Side-by-side double-barreled shotgun
Versatility is also a hallmark of a double-barreled shotgun. Break-open double barrels let you use two different choking sizes to take advantage of different spray patterns. There’s also no need to chase spent casings around the field; the hulls are easily pocketed. Safety, cleaning, and storage come easily with these models, too. Both over/under and side-by-side shotguns offer gorgeous, family heirloom models made with the finest materials—and have a price tag to match. Of the higher-priced variety, both types feature enough steel for detailed engraving and extreme personalization, establishing the firearm as a true collector’s piece.
Choosing between a break-open shotgun and other types, one must also consider disadvantages. Carrying around multiple shells over a walking distance of several miles during your hunt can be somewhat burdensome. Their non-repeating action means you’ve got to hit the target the first time, although for some pheasant hunters, that could be an advantage. There’s also the matter of choosing between an over/under and a side-by-side. Over/unders have a single sighting plane, increasing their popularity. SxS models rise quicker whereas O/Us have better lateral movement.
Another popular choice in shotguns for South Dakota pheasant hunting is the semi-automatic shotgun. Known for not having to be loaded manually, beginners flock to using semi-automatics. The models with gas-operated firing action (known as soft shooters) cut down on recoil, so aim tends to be truer—another reason beginners enjoy this type of shotgun. There are also semi-automatic shotguns that are not gas-powered, known as “internal” or “recoil” models. They are advantageous because of less wear on parts than gas-powered shotguns.

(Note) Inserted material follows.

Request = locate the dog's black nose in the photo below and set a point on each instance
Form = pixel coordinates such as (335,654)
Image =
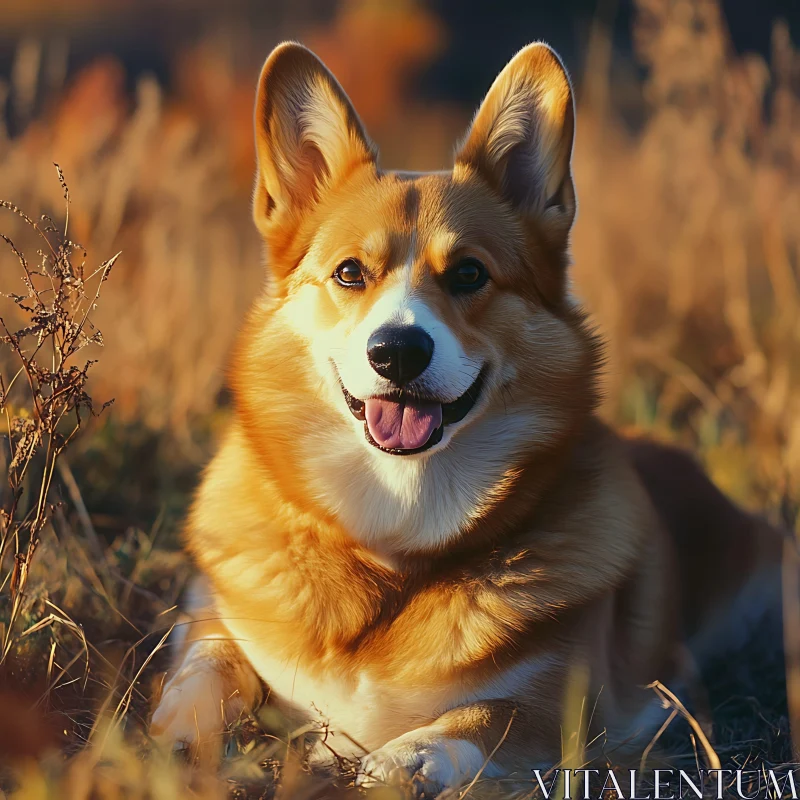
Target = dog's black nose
(399,353)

Disadvantages of gas-powered semi-automatics include regular, somewhat intensive maintenance to keep them operating at a high level. Recoil semi-automatics require less cleaning but do have more kick.
What the Pros Say
Take a look below and see what some well-known personalities in the outdoor sporting world have to say about their favorite guns for pheasant hunting.
Randy Wakeman: Randy has seen many changes in the outdoor environment over the years, and his hunting style has adapted to them. Today, he favors a 28-inch Browning Cynergy Field 20 gauge over/under style, plus a few others.
Larry Potterfield: Larry is owner and founder of MidwayUSA and an avid collector. He also favors a Browning 20 gauge over/under. Larry tends to prefer vintage models over newer ones.
Bob St. Pierre: Bob is a well-known media executive, blogger, and expert in the field of pheasant hunting. His go-to firearm for pheasant hunting is a Beretta 686 Onyx 12 gauge over/under.
Ron Schara: Outdoor TV host Ron Schara has his two cents on the topic. He has two favorites: Both are Benelli semi-automatics.
Bill Sherck: Due North Outdoors host Bill Sherck goes old-school for his favorite pheasant hunting shotgun. His favorite is a time-worn, well-used, and well-loved 1929 Lefever 20 gauge side-by-side.
When you get to thinking about how you use your firearm in the field on a pheasant hunt, you’ll be able to narrow down your choices for adding to your arsenal. A trip to your local shooting range to try out different models can also help you make the best choice. Squeezing off a few rounds every now and again seems to make time fly.
And don’t worry. Pheasant hunting season will be here before you know it.